SO LONG, STANLEYHEY, WE STILL HAVE THOSE MEMORIES

by | May 19, 1999 | Detroit Free Press | 0 comments

SUMMER melted.

The icy joy that for two years has been Detroit hockey nirvana dissolved Tuesday night into a soggy puddle, splashed by a Colorado team bus heading happily out of town. It was ugly. It was decisive. It was a night to forget for a team to remember.

And it was solid defeat. Four straight losses. Despite a last-minute gasp of proud Detroit effort, here is the only image you need from The End Of The Kingdom: Chris Osgood, the Red Wings goalie, on his back, helpless as a newborn, with the Avalanche’s Joe Sakic pecking at him like a vulture on a corpse. Sakic dug and poked — amazingly untouched by any Red Wing — until he unearthed the puck and shoved it into an open net.
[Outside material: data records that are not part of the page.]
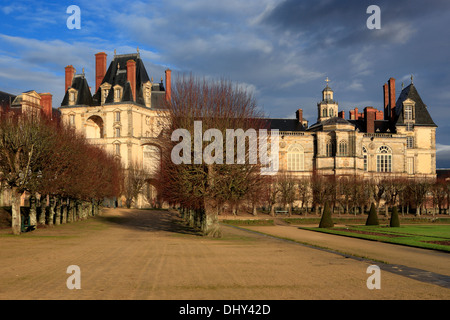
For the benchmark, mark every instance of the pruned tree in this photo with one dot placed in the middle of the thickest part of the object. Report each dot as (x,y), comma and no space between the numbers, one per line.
(203,186)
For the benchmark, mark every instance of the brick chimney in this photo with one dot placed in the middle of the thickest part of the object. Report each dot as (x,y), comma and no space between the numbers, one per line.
(168,85)
(100,68)
(391,84)
(70,72)
(369,119)
(46,103)
(387,112)
(299,115)
(131,76)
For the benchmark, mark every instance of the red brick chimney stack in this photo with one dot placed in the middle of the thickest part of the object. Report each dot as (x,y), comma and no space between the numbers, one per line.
(70,72)
(391,84)
(100,68)
(168,85)
(369,118)
(386,102)
(46,103)
(131,76)
(299,115)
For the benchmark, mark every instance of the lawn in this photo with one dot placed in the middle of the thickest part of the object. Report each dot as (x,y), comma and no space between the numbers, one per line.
(435,237)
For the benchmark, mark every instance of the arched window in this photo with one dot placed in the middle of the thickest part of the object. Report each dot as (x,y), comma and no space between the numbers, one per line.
(384,159)
(365,158)
(151,158)
(329,149)
(343,150)
(295,158)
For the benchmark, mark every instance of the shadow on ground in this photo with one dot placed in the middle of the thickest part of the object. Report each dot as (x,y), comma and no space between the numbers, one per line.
(149,220)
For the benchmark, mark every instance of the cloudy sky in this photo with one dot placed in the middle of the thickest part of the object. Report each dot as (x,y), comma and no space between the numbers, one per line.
(281,50)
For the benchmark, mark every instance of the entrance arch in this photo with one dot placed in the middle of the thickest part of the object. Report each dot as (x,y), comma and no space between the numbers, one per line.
(94,127)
On the Detroit bench, the heads dropped, the breath was exhaled and the word
“champion” began to transform from a feeling to a memory.

So long, Stanley.

“You can look at it as we underachieved, or you can look at it as we got beat by a great team,” said a sighing Steve Yzerman, after the Wings exited the playoffs in the second round with a 5-2 loss to Colorado in Game 6. “I choose to look at it as Colorado played fantastic.”

The Wings were hoping to make history with a third straight Stanley Cup. Instead they came undone faster than a schoolkid’s fib. The Avs scored first, they scored second, they even scored when they were one man down.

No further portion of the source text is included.